Racism? Antisemitism? Sexual misconduct? It’s all good!
Despite what you may have heard from the liberal elite and their minions in the lamestream media, the Republican Party of 2022 is not the restrictive, unwelcoming institution the DUMBocrats would have you believe. Not even close. In fact, according to a newly released Morning Consult/Politico poll on Wednesday, the majority of GOP voters are refreshingly open-minded when it comes to conservative candidates with histories of racism, antisemitism, and homophobia — or, I should say, their theoretical histories, since we all know no Republican office-holder would actually engage in that sort of behavior, right? Right?
Just 38% of GOP respondents to the national tracking poll indicated it would be a “major problem” if a candidate was accused of making racist remarks. Only 25% said it would be a major problem if a candidate was accused of making homophobic remarks — a number that inched up to 26% if the remarks had been transphobic. Not even half of Republican respondents indicated a candidate accused of antisemitism would have serious trouble getting their vote.
Conversely, it was the Democrats — closed-minded and intolerant as they are — who overwhelmingly shut the door on prospective public servants, with anywhere from 65-80% of respondents saying the above scenarios would present a “major problem” for a candidate vying for their support.

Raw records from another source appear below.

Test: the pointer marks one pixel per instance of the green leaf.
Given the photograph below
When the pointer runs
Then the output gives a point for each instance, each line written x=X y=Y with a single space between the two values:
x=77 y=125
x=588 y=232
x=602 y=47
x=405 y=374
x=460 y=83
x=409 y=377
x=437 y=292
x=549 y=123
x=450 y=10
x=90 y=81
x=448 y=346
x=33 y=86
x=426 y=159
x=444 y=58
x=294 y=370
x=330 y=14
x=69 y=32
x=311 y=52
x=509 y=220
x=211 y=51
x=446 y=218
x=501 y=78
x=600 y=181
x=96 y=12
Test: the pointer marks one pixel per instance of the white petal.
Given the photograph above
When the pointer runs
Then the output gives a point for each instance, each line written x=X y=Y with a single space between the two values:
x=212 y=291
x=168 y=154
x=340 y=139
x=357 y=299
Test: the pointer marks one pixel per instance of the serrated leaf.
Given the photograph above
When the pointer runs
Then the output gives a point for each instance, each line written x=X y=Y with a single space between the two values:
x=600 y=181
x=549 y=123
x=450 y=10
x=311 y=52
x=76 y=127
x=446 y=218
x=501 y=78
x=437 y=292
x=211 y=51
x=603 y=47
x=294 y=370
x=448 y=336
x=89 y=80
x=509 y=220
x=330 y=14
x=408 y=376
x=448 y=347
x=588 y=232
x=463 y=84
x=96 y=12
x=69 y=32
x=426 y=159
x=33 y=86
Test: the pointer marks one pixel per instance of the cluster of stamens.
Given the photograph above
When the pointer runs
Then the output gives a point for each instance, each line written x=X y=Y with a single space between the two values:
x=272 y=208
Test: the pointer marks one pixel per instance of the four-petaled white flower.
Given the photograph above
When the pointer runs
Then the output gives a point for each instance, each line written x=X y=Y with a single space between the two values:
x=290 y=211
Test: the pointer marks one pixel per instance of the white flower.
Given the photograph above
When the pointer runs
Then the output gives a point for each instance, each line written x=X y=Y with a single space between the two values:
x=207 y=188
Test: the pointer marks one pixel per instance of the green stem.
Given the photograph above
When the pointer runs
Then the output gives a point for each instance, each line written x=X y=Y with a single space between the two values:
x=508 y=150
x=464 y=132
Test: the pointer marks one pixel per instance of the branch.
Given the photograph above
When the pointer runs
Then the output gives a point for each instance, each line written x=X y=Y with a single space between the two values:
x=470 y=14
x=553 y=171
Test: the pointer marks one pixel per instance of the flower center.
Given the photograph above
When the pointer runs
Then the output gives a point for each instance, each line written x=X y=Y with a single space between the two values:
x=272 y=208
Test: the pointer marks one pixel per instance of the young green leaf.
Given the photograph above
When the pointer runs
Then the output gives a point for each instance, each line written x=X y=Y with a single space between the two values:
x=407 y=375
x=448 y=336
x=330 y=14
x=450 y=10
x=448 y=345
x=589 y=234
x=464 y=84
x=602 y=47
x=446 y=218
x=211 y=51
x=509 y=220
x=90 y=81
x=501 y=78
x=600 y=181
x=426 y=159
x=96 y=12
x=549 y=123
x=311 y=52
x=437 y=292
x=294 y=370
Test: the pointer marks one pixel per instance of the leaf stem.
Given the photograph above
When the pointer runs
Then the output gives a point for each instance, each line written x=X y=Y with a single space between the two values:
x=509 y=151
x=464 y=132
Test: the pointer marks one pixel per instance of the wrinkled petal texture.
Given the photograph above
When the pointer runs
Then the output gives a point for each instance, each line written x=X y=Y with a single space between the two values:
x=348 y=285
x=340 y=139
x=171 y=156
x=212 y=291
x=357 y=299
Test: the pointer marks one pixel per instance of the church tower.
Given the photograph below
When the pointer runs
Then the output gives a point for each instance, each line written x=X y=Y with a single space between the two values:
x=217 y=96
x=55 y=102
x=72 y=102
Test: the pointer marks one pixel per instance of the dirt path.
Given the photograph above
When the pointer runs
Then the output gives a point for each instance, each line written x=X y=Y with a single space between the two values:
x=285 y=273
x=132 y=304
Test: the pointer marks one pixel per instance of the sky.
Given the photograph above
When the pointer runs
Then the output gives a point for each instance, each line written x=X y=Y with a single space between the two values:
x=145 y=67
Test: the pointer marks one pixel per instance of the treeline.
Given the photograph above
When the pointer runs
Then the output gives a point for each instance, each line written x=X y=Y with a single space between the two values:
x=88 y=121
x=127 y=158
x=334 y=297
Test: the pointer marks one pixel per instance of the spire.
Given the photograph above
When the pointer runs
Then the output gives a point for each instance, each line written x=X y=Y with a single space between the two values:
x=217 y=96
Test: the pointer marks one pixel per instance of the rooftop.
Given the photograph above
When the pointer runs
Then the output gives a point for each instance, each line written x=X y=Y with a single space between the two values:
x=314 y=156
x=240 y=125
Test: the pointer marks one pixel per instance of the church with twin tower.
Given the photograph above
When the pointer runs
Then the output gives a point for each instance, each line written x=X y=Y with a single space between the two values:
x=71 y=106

There is, I suppose, a lesson to be drawn from this poll, which was conducted between April 22-April 25 with responses from over 2000 registered voters. To me, that lesson here is clearly that Republicans are simply the more flexible, more welcoming party, who embrace candidates from all walks of life: racist walks, homophobic walks, antisemitic walks. You name it, Republicans are the ones who say “hey, c’mon in. We’re a big tent.”
It’s Democrats, meanwhile, who seemingly make their candidates grovel for their votes, closing the door on hardworking aspiring politicians who simply want to be granted enormous public power despite a history of alleged bigotry. Tell me, is that what a representative democracy is all about? I don’t think so.